No período da Modernidade temos Thomas Hobbes e o contrato social em que as


pessoas abdicam de uma parte da sua liberdade, ou seja, abdicam da liberdade de se oporem
às decisões do soberano para garantir a segurança e deste modo não é legalmente admissível
a desobediência a leis consideradas injustas.

É possível ainda referir Jean Bodin que afirma que mesmo que se caia nas mãos de um
tirano que desrespeita a lei divina e natural e impõe desta forma leis injustas o povo não se
pode rebelar.

Nos tempos de hoje é normal que tal como toda a gente tem uma opinião acerca do
que é a justiça também têm uma definida quanto a esta questão de se devemos obedecer ou
não à lei injusta. Na minha opinião é certo que o não acatamento de uma lei injusta pode ter
consequências mais graves do que o acatamento e devemos ter isso em conta. Por isso,
defendo que devemos acatar uma lei injusta e não usufruirmos do nosso direito de resistência
(nos termos do artigo 21º da Constituição da República Portuguesa “todos têm o direito de
resistir a qualquer ordem que ofenda os seus direitos, liberdades e garantias e de repelir pela
força qualquer agressão, quando não seja possível recorrer à autoridade pública”) numa
situação em que as consequências que decorrem do não acatamento de uma lei injusta são
mais graves que as do acatamento. Não é por ter esta visão que sou defensora de ficarmos na
nossa zona de conforto e não nos impormos quando os nossos direitos fundamentais que
tanto estudamos em Constitucional com o professor regente Paulo Otero estão a ser
ameaçados, até pelo contrário. Todos os dias devemos lutar para sermos tratados de forma
igual, para vermos os nossos direitos e dignidade humana serem respeitados e é nestes casos
que a ideia que defendo anteriormente não se aplica.

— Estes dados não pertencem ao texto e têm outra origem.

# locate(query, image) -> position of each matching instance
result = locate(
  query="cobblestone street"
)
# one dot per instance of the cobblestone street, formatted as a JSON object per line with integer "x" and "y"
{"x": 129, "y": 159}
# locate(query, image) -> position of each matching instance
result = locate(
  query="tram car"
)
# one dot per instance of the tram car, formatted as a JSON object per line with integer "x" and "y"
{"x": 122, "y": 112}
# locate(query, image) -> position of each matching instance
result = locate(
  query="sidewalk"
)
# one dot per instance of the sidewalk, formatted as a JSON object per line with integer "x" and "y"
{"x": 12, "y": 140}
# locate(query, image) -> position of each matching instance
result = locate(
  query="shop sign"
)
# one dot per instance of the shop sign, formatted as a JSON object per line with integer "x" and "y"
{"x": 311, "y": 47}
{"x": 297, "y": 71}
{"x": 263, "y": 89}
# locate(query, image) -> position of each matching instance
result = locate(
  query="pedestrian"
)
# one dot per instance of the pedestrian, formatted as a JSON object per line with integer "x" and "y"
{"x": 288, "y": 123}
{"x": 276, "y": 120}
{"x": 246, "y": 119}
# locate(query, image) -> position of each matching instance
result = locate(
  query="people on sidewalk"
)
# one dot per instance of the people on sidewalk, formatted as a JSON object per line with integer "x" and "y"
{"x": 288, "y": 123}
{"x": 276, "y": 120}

Em 2011 o secretário-geral da Associação Sindical dos Juízes Portugueses (ASJP) lançou


o apelo para que os tribunais se "assumam como entidades políticas", com juízes corajosos
dispostos a recusar a aplicação de leis contrárias aos princípios constitucionais, sempre que
esteja em causa os valores da justiça e do direito, na defesa dos mais desprotegidos,
sobretudo nesta altura de emergência social. Exemplo de uma situação em que devem fazer
isso: "Imaginemos uma ação de despejo por falta de pagamento de rendas em que os réus se
defendem dizendo e provando que o incumprimento ficou a dever-se à repentina situação de
desemprego por encerramento da fábrica onde trabalham desde sempre e que as escassas
economias do casal foram gastas no sustento dos filhos."

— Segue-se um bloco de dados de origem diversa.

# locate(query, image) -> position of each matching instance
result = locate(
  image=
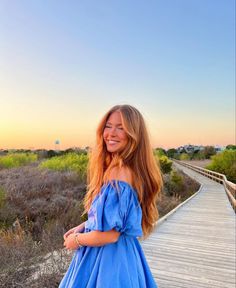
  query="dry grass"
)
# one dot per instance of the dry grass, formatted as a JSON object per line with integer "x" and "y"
{"x": 38, "y": 207}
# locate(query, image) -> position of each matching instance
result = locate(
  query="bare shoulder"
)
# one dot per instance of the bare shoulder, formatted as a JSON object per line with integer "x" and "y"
{"x": 123, "y": 174}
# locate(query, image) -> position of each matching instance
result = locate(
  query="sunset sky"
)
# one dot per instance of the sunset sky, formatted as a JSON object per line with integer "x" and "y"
{"x": 63, "y": 64}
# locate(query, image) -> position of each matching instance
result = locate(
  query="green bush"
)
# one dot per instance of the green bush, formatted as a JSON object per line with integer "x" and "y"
{"x": 184, "y": 156}
{"x": 225, "y": 163}
{"x": 68, "y": 162}
{"x": 165, "y": 164}
{"x": 17, "y": 159}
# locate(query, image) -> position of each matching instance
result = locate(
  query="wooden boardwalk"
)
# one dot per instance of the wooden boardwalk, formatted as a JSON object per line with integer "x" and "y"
{"x": 195, "y": 246}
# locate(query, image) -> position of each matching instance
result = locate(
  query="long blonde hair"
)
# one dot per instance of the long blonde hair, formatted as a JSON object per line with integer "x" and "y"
{"x": 137, "y": 156}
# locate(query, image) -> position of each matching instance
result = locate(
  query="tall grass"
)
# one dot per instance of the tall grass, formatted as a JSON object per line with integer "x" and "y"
{"x": 68, "y": 162}
{"x": 12, "y": 160}
{"x": 225, "y": 163}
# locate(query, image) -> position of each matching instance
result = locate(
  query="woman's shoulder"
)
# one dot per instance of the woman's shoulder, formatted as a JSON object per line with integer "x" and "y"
{"x": 123, "y": 174}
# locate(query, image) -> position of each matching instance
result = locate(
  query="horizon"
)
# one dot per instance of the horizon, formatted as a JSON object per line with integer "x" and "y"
{"x": 63, "y": 66}
{"x": 84, "y": 147}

Por fim posso dar um exemplo de uma lei que é injusta na minha perspetiva: a lei do
aborto na Irlanda do Norte. Esta lei proíbe o aborto quando a gravidez é fruto de uma violação
ou de incesto e quando o feto apresenta anomalias graves. Considero desumano colocar as
mulheres nesta posição. Ser fruto de uma violação e incesto já é humilhação suficiente e acaba
por destruir a autoestima de qualquer mulher que terá de carregar consigo esse
acontecimento durante toda a sua vida. O caso de o feto apresentar anomalias graves não é
humilhação, mas traz uma dor inexplicável e é uma situação com que nenhuma mulher se
devia deparar porque não está só em causa ela, mas o seu filho que poderá sofrer no mundo
em que vivemos nos dias de hoje graças à sua condição. É do conhecimento de todos que
existe muito maldade nas crianças, por vezes um pouco involuntária, mas existe e neste caso
como seria a vida de uma criança que passaria a ser gozada por crianças da sua idade ou até
mais velhas? É por isto que a mãe sozinha ou em conjunto com o pai devem ter o direito de
medir as vantagens e desvantagens da situação e de decidir qual será o melhor caminho tanto
para estes como para o seu filho.

Já em Portugal isto não se verifica desde a lei 6/84 que veio permitir a realização da
interrupção voluntária da gravidez nos casos de perigo de vida para a mulher, perigo de lesão
grave e duradoura para a saúde física e psíquica da mulher, quando existe malformação fetal
ou quando a gravidez resultou duma violação.